- Radio Times cover, April 1966
- Genre: Sitcom
- Created by: Chesney and Wolfe
- Starring: Sheila Hancock Dilys Laye Hy Hazell Derek Nimmo
- Country of origin: United Kingdom
- No. of series: 2
- No. of episodes: 12 (all missing)

Production
- Running time: 25 minutes (1965) 30 minutes (1966)

Original release
- Network: BBC1
- Release: 13 April 1965 – 23 May 1966

= The Bed-Sit Girl =

British TV sitcom (1965–1966)

The Bed-Sit Girl is a British television sitcom that aired on BBC1 from 1965 to 1966. Created by Chesney and Wolfe for Sheila Hancock, The Bed-Sit Girl aired for two series.

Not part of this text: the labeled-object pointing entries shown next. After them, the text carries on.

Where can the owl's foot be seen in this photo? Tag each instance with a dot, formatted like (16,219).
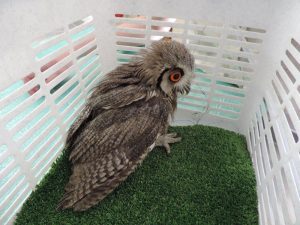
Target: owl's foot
(165,140)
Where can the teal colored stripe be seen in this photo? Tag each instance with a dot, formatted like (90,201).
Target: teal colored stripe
(13,104)
(200,88)
(74,110)
(227,84)
(68,103)
(91,70)
(203,79)
(228,100)
(53,154)
(82,33)
(5,179)
(191,108)
(127,52)
(233,93)
(11,89)
(197,95)
(61,83)
(193,101)
(63,95)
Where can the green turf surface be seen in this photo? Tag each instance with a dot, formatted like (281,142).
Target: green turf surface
(207,179)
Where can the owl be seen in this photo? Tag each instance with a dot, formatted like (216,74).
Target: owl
(126,116)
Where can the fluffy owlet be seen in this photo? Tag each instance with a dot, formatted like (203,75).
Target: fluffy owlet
(126,116)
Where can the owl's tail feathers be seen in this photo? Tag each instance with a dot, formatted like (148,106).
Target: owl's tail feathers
(90,191)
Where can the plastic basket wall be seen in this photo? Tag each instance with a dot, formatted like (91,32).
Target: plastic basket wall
(247,80)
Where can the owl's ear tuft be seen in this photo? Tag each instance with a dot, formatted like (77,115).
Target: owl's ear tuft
(167,39)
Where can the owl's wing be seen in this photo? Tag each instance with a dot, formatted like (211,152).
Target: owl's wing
(110,148)
(110,93)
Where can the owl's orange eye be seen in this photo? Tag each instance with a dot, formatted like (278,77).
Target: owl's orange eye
(175,76)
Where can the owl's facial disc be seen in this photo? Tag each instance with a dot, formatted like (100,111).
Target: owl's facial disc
(174,80)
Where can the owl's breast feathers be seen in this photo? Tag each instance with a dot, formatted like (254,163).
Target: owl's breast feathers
(111,136)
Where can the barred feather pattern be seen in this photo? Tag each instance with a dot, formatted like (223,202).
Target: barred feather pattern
(120,123)
(111,136)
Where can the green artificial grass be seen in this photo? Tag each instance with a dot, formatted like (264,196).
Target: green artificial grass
(207,179)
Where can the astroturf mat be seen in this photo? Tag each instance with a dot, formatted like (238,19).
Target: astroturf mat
(207,179)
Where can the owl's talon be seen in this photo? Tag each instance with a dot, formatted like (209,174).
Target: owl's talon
(166,140)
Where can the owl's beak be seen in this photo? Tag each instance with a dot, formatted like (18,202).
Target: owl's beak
(185,90)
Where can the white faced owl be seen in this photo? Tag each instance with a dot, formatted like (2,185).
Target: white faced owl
(126,116)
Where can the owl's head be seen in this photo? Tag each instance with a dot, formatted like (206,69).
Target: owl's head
(169,66)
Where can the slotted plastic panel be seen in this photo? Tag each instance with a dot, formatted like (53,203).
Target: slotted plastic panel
(274,143)
(247,80)
(36,111)
(225,56)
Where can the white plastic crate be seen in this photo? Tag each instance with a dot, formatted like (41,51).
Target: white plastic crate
(248,80)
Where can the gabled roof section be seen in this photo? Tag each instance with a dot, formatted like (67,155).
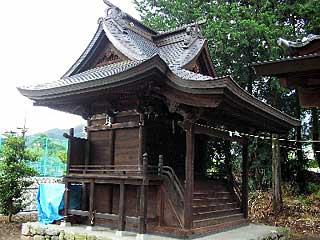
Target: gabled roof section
(172,58)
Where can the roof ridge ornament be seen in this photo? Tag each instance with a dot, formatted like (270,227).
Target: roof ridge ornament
(113,11)
(193,32)
(116,15)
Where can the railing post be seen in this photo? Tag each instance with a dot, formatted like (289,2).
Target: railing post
(245,179)
(66,201)
(145,164)
(144,197)
(160,165)
(70,138)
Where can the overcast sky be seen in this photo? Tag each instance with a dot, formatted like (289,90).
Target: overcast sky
(40,40)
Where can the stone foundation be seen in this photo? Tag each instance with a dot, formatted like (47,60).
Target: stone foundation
(37,231)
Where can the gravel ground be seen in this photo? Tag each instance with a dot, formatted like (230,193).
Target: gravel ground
(11,231)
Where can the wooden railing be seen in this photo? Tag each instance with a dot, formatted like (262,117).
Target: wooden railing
(114,170)
(169,172)
(235,185)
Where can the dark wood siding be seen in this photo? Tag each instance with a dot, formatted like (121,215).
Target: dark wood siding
(126,146)
(100,148)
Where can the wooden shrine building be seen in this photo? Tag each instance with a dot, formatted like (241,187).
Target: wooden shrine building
(301,70)
(152,99)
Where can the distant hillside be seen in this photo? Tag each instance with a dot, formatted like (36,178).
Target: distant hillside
(57,133)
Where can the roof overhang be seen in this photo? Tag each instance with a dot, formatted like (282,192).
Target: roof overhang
(283,67)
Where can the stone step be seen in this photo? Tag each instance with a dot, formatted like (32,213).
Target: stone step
(217,213)
(217,220)
(215,207)
(212,194)
(221,227)
(211,201)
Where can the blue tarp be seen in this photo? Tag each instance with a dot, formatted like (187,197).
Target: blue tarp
(50,201)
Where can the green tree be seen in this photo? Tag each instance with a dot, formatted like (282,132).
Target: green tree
(240,32)
(14,174)
(50,148)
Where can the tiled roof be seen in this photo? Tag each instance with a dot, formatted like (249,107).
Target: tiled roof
(89,75)
(129,38)
(299,43)
(307,56)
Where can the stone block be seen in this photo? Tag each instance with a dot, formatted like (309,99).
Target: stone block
(91,237)
(104,238)
(26,238)
(38,237)
(61,235)
(69,236)
(52,232)
(25,230)
(38,230)
(79,236)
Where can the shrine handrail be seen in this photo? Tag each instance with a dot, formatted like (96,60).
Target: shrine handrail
(170,173)
(108,169)
(235,185)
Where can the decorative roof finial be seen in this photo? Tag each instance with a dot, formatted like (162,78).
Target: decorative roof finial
(113,11)
(108,3)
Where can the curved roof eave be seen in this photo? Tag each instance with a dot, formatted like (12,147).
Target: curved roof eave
(86,52)
(210,86)
(116,80)
(226,82)
(120,46)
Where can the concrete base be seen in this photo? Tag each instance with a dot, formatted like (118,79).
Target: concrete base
(32,231)
(89,228)
(120,234)
(65,224)
(141,237)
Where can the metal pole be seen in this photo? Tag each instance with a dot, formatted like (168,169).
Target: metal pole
(45,157)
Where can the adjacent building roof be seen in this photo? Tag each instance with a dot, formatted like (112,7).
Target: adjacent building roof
(300,70)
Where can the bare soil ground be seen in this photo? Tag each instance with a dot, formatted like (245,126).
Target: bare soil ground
(11,231)
(300,214)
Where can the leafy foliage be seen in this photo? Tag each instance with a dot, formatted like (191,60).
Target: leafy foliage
(239,33)
(14,174)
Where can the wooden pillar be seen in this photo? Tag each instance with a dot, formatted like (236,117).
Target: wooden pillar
(276,174)
(91,203)
(189,182)
(66,200)
(71,135)
(144,198)
(245,172)
(112,134)
(142,147)
(122,208)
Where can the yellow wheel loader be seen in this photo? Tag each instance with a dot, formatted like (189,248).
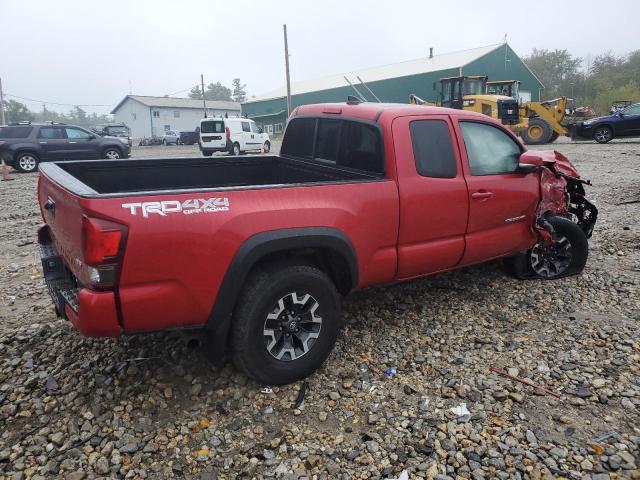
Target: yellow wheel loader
(545,118)
(470,93)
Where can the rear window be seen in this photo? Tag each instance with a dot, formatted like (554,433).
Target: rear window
(15,132)
(50,133)
(360,147)
(432,148)
(214,126)
(345,143)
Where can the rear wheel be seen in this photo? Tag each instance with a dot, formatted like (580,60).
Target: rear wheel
(567,254)
(603,134)
(27,162)
(111,153)
(538,132)
(285,324)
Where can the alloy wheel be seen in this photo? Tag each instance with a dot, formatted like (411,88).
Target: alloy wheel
(27,163)
(292,327)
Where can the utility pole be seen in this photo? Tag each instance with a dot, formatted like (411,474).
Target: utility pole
(204,102)
(2,122)
(286,62)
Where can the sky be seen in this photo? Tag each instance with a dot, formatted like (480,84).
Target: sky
(86,52)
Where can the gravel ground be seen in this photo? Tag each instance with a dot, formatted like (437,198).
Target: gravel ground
(152,407)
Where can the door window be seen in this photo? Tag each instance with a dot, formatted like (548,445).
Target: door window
(632,110)
(432,148)
(76,134)
(490,151)
(51,133)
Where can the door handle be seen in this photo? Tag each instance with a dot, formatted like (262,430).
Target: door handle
(481,195)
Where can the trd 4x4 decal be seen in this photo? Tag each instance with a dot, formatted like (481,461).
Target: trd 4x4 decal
(188,207)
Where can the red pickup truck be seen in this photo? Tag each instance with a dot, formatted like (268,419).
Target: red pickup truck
(256,251)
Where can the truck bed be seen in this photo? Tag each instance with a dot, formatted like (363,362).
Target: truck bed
(116,177)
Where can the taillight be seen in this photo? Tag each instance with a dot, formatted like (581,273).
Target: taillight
(103,242)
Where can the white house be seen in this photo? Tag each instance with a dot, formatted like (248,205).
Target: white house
(148,116)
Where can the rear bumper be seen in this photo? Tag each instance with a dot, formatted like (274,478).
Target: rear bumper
(93,313)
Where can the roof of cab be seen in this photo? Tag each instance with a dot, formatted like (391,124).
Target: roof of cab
(373,111)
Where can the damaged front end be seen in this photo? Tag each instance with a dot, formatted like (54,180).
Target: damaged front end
(561,193)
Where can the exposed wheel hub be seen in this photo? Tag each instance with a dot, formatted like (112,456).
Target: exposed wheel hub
(550,261)
(292,327)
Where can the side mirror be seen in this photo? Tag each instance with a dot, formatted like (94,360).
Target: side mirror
(529,162)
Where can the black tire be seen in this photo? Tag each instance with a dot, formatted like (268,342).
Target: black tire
(255,353)
(112,153)
(26,162)
(538,132)
(572,260)
(603,134)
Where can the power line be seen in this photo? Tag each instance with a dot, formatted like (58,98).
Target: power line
(57,103)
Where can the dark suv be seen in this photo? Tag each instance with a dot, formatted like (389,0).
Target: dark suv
(25,145)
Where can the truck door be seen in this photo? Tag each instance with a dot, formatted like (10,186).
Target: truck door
(433,195)
(502,203)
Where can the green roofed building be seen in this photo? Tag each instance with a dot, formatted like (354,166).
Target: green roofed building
(395,82)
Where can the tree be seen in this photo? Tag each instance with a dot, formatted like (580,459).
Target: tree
(16,112)
(195,93)
(214,91)
(239,95)
(217,91)
(558,70)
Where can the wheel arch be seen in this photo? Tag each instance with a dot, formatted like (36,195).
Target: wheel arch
(328,248)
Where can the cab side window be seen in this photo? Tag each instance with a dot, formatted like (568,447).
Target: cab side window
(432,148)
(490,151)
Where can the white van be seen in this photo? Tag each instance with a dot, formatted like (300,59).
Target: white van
(233,135)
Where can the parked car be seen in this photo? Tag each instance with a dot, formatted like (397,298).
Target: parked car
(188,138)
(115,130)
(232,135)
(623,123)
(262,248)
(169,137)
(24,146)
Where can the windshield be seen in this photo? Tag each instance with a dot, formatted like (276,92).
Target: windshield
(473,87)
(117,131)
(212,126)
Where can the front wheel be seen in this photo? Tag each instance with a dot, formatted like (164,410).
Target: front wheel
(603,134)
(27,162)
(285,324)
(566,255)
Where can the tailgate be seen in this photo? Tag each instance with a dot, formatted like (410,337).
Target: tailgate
(62,211)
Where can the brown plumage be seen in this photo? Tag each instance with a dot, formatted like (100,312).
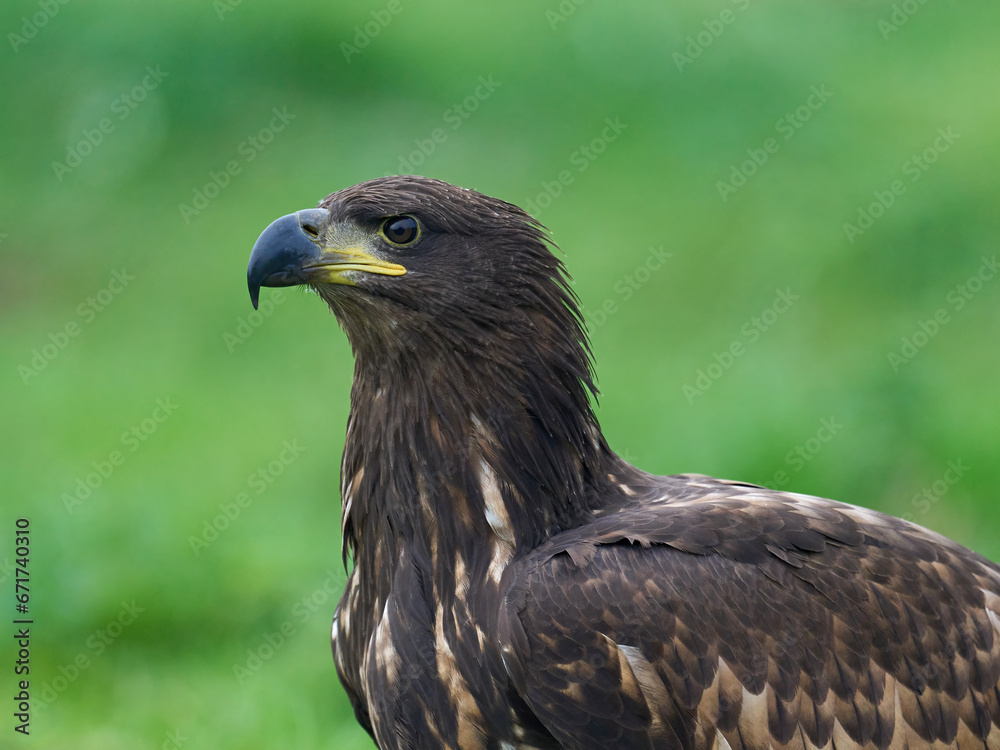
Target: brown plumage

Hancock played Sheila Ross, a typist who lives in a bedsit and wishes for more in life. In the first series, Dilys Laye played her air hostess neighbour Dilys, and in the second Hy Hazell played Sheila's friend Liz. Derek Nimmo also appeared as her neighbour and boyfriend David in Series Two. All twelve episodes are believed lost.

==Production==
The Bed-Sit Girl was created by writing duo Ronald Chesney and Ronald Wolfe for Sheila Hancock, who had starred in their 1961–1963 sitcom The Rag Trade. The producer for the first series was Duncan Wood while for the second series it was Graeme Muir. The Bed-Sit Girl was made in black-and-white.

==Cast==
- Sheila Hancock as Sheila Ross
- Dilys Laye as Dilys (series 1)
- Hy Hazell as Liz (series 2)
- Derek Nimmo as David (series 2)

==Plot==
Sheila Ross is a young typist who lives in a bedsit in London. Not entirely happy with her life, Sheila dreams of more and would like a more glamorous job like her neighbour, Dilys, who is an air hostess. In the second series, Dilys has moved on, and Sheila's friend Liz appears. The second series also features David, who lives in the bedsit next to Sheila's and becomes her boyfriend.

==Episodes==
The first series, of six 25-minute episodes, aired from 13 April to 18 May 1965 on Tuesday evenings at 8.00pm. The second series, of six 30-minute episodes, aired from 18 April to 23 May 1966 on Monday evenings at 7.30pm. All twelve episodes are missing and are believed lost.

===Series One (1965)===
1. "The Italian Pilot" (13 April 1965)
2. "The Dress" (20 April 1965)
3. "The Medical Stud" (27 April 1965)
4. "The Last Half Inch" (4 May 1965)
5. "The Air Hostess" (11 May 1965)
6. "The Breakfast" (18 May 1965)

===Series Two (1966)===
1. "The List" (18 April 1966)
2. Episode Two (25 April 1966)
3. Episode Three (2 May 1966)
4. Episode Four (9 May 1966)
5. Episode Five (16 May 1966)
6. Episode Six (23 May 1966)

==Sorry I'm Single==
Derek Nimmo's character David was revived by Chesney and Wolfe in their later sitcom Sorry I'm Single (1967). In Sorry I'm Single Nimmo played David, a mature student who shares digs in Hampstead with three women. This series is also thought lost, and no episodes have survived.